STOCK INDEX FUTURES
Stock index futures are lower for a third day on Monday as the White House pressed forward with aggressive tariffs on key trading partners.
The gaps down on the daily charts for the S&P 500, NASDAQ and Dow Jones charts have some of the earmarks of being exhaustion gaps and not continuation gaps.
The 2:00 central time February consumer credit report is expected to show a $15 billion increase.
While traders currently are focusing on the negative implications of trade tariffs and geopolitical issues, a more accommodative Federal Open Market Committee will support futures later this year.
CURRENCY FUTURES
The U.S. dollar index is lower today.
The fundamentals for the greenback remain bearish.
Euro zone retail trade increased 0.3% month-over-month in February 2025, following three consecutive months of stagnation, but fell below market expectations for a 0.5% increase.
The Halifax House Price Index in the U.K. Increased by 2.8% year-over-year in March 2025, which is unchanged from a slightly revised figure in February and marking the slowest growth rate since July 2024.
The Japanese yen is a little lower today after recently trading higher due to a flight to safety flow of funds.

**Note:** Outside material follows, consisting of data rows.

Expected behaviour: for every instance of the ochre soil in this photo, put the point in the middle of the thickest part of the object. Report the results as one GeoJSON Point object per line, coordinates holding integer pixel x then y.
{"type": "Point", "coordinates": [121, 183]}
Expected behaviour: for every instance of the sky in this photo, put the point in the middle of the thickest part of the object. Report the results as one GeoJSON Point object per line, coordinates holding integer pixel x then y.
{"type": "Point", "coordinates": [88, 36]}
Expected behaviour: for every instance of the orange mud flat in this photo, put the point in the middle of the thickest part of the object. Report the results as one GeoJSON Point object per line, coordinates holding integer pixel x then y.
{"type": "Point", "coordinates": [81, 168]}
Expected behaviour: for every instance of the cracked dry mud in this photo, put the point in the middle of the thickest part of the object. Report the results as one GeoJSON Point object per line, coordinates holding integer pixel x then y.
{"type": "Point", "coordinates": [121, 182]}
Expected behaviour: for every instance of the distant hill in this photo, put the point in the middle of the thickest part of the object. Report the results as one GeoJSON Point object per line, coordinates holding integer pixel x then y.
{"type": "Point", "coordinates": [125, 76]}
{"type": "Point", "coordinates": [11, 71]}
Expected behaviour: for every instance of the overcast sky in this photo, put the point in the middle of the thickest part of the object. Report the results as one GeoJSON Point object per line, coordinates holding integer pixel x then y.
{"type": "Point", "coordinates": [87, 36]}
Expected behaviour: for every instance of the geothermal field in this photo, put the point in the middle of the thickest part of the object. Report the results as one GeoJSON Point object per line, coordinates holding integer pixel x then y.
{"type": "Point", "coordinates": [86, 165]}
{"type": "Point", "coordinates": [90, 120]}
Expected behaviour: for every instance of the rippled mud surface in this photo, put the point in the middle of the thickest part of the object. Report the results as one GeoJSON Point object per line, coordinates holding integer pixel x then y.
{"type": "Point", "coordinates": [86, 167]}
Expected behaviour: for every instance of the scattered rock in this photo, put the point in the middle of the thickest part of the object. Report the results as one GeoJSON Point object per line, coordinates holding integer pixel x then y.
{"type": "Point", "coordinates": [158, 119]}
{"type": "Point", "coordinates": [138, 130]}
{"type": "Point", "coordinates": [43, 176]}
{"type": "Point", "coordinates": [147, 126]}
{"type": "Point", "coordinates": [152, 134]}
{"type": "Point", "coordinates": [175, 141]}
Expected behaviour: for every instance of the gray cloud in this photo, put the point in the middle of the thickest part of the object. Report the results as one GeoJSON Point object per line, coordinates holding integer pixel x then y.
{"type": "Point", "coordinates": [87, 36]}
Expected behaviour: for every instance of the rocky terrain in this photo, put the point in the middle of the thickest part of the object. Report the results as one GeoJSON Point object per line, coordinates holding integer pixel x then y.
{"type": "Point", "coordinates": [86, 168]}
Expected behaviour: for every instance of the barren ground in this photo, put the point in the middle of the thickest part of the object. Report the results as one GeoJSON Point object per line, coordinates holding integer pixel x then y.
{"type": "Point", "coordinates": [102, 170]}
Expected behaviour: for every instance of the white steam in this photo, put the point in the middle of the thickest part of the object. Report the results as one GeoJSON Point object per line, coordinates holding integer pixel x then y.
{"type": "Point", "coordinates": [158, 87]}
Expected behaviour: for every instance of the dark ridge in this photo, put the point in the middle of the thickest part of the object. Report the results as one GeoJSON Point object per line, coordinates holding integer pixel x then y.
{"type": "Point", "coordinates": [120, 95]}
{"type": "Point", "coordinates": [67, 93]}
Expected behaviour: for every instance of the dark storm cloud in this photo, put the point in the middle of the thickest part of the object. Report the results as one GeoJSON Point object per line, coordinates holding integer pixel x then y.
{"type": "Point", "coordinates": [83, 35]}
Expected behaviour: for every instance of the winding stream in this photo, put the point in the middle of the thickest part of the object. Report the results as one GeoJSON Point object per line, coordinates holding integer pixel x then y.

In addition, the yen has recently been supported by comments from Bank of Japan Deputy Governor Uchida when he said the central bank will raise interest rates if underlying inflation heightens against a background of continued improvements in economy.
The Australian dollar declined to five-year lows on Monday, due to fears of a recession in Australia. It is likely that the Reserve Bank of Australia will lower its key interest rate by 25 basis points at its policy meeting on May 20. Markets see a 20% chance that the RBA bank could even deliver a 50-basis points rate cut in May.
INTEREST RATE MARKET FUTURES
Flight to safety buying is coming into futures at the front of the yield curve as it appears that the Federal Open Market Committee will more aggressively move to accommodation this year.
The FOMC will likely lower its key interest rate by 25 basis points four times in 2025. Currently there is a 51% probability that the FOMC will implement its first cut at its May 7 policy meeting.
The yield on the U.S. 10-year Treasury note declined to around 3.99%, which is the lowest level since mid-October.
The fundamentals and technicals remain bullish for the interest rate market futures.